The 3-D cooordinates of the first diverse conformer (which corresponds to the 3-D image retrieved above) can be accessed using the following request URL.

res = requests.get("https://pubchem.ncbi.nlm.nih.gov/rest/pug/compound/cid/446157/record/SDF?record_type=3d")
with open("conformer1.txt", 'w') as file:
    file.write(res.text)

The output format “SDF” stands for “structure-data file”. Also note that the optional parameter record_type=3d is provided after the “?” character.

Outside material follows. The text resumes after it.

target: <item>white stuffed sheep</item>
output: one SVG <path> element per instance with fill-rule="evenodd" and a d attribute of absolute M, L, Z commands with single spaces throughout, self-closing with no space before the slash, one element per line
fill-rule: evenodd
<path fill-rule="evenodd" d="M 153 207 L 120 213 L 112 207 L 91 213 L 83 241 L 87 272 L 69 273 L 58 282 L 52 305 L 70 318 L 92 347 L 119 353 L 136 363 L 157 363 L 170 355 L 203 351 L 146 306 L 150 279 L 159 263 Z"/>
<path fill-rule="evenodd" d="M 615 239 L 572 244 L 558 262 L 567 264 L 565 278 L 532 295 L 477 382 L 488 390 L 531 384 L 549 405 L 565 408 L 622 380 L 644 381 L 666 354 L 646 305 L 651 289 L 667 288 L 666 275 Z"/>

The 3-D structures contained in SDF files can be visualized using many molecular visualization programs.

The with open()... as file statement in the above cell stores the retrieved 3-D coordinates in a file called “conformer1.txt”.

Other diverse conformers of a molecule can be accessed through PUG-REST. This is a two-step task:

1. Get the identifiers for the diverse conformers in the conformer ensemble.

2. Access the data for a particular conformer by using its conformer identifier retrieved from the first step.

The following example shows how to get the diverse conformer identifiers (step 1)

print(requests.get("https://pubchem.ncbi.nlm.nih.gov/rest/pug/compound/cid/446157/conformers/TXT").text.strip())

0006CECD00000001
0006CECD00000007
0006CECD0000002E
0006CECD0000001A
0006CECD00000015
0006CECD00000013
0006CECD00000027
0006CECD0000000D
0006CECD00000016
0006CECD00000017

The following example shows how to get the 3-D coordinates of the second diverse conformer (the second one from the above conformer list).

res = requests.get("https://pubchem.ncbi.nlm.nih.gov/rest/pug/conformers/0006CECD00000007/SDF")
with open("conformer2.txt", 'w') as f:
    f.write(res.text)

The code in the above cell downloads the 3-D coordinates of the conformer “0006CECD00000007” in the SDF format and saves it as “conformer2.txt”.